Manchester City

Guardiola Mainkan False Nine Lawan Chelsea-Spekta Sports

Jakarta, CNN Indonesia —

Pelatih Manchester City Pep Guardiola akan memainkan gelandang Ilkay Gundogan sebagai sebagai false nine atau striker palsu saat melawan Chelsea, Jumat (26/6) dini hari waktu Indonesia.

Guardiola menyebut Gundogan merupakan salah satu pemain serba bisa yang dimiliki Manchester Biru.

Dengan begitu, mantan pemain Borussia Dortmund tersebut bisa menggantikan peran Aguero yang cedera di lini depan Man City dengan menjadi false nine.

“Para pemain yang memahami permainan, dan mereka jauh lebih pintar, mereka mengerti cara bermain sepak bola, mereka dapat memainkan semua posisi,” ujar Guardiola dikutip dari Manchester Evening News.

“Ada pemain luar biasa yang hanya bisa memainkan satu posisi, dan Ilkay bisa bermain di banyak posisi.

[Gambas:Video CNN]

Di mata Guardiola, Gundogan tidak bisa dimainkan sebagai striker atau target utama yang selalu berada di kotak penalti, tetapi juga mampu turun membantu pertahanan.

“Dia pemain yang luar biasa, karena dia sangat cerdas, dan pemain yang cerdas dapat bermain sebagai full-back, pemain sayap, pada saat yang sama, peran yang sama,” tutur pelatih asal Spanyol itu.

Banner Live Streaming MotoGP 2020

Selain Gundogan, Guardiola memiliki banyak opsi untuk mencari pengganti Aguero. Gabriel Jesus, Raheem Sterling, hingga Bernardo Silva adalah sederet pemain The Citizens yang bisa dimainkan Man City lawan Chelsea.

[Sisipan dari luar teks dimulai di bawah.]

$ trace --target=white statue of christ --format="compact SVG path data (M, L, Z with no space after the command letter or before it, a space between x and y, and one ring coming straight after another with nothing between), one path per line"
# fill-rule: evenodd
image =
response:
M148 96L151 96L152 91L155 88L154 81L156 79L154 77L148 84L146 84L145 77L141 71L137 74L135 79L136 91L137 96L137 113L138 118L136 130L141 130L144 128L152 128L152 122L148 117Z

Apabila Guardiola ingin memainkan striker murni, Gabriel Jesus bisa jadi pilihan utama. Namun, belakangan Gabriel Jesus diisukan akan pindah ke Italia.

“Kami tidak memiliki keraguan dengannya, seperti yang pemain lain tahu, tetapi tentu saja kami memainkan banyak pertandingan dengan waktu yang singkat untuk pemulihan dan persiapan,” kata Guardiola.

Melihat waktu yang terbatas untuk menghabiskan sisa kompetisi di masa pandemi virus corona saat ini, Guardiola menilai memainkan pemain dari posisi yang berbeda bisa jadi salah satu solusi.

“Sterling bisa bermain di sana, tanpa keraguan. Itu posisi yang luar biasa untuk dia, tetapi di saat yang sama Bernardo juga bisa bermain di sana,” ucap pelatih 49 tahun itu.